AI, labour and natural resources in Santiago

Last week in Santiago, Chile, I had the tremendous opportunity to give a keynote speech at the 4th annual workshop of the Millennium Nucleus on the Evolution of Work (M-NEW), of which I am also a senior international member. This interdisciplinary workshop brought together labour scholars from various parts of Latin America and beyond. I really liked the inspiring talks and the friendly and stimulating interactions with colleagues.

Credits: M-NEW

My own talk drew on my multi-year research programme on the crucial yet invisible human labor behind the global production of artificial intelligence. I first examined the evolution of this form of work over the last two decades, demonstrating that while its core functions in the development of smart systems have remained consistent, the scope and volume of such tasks have expanded significantly. I then analyzed the organization of this labour at the intersection of three trends in recent globalization: outsourcing, offshoring, and digitalization.

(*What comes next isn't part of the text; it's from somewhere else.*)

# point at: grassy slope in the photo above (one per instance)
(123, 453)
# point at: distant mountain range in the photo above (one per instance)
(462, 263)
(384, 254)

These dynamics account for the marginalization of these workers within the tech industry and the relocation of their labor to lower-wage countries. Based on these insights, I described four cases—Venezuela, Argentina, Brazil, and Chile—highlighting the diverse effects of local conditions. I concluded by identifying emerging scientific and policy challenges, particularly concerning the recognition of skills, and the place of the informal economy.

Credits: M-NEW

The following week, still in Santiago, I was excited to participate in the kick-off meeting of the new research project SEED (“Social and Environmental Effects of Data connectivity: Hybrid ecologies of transoceanic cables and data centers in Chile and France”), a collaboration between my research group DiPLab and another Millennium Nucleus, FAIR (“Futures of Artificial Intelligence Research”). SEED received joint funding from the ECOS-SUD programme (France) and ANID (Chile) to analyse the AI value chain, from its production and development to its impact on employment, use and environmental consequences, by studying the Valparaíso-Santiago de Chile and Marseille-Paris axes.

Credits: FAIR

My presentation introduced the concept of the ‘dual footprint’ as a heuristic device to capture the commonalities and interdependencies between the different impacts of AI on the natural and social surroundings that supply resources for its production and use. I framed the AI industry as a value chain that spans national boundaries and perpetuates inherited global inequalities. The countries that drive AI development generate a massive demand for inputs and trigger social costs that, through the value chain, largely fall on more peripheral actors. The arrangements in place distribute the costs and benefits of AI unequally, resulting in unsustainable practices and preventing the upward mobility of more disadvantaged countries. The dual footprint grasps how the environmental and social dimensions of AI emanate from similar underlying socio-economic processes and geographical trajectories.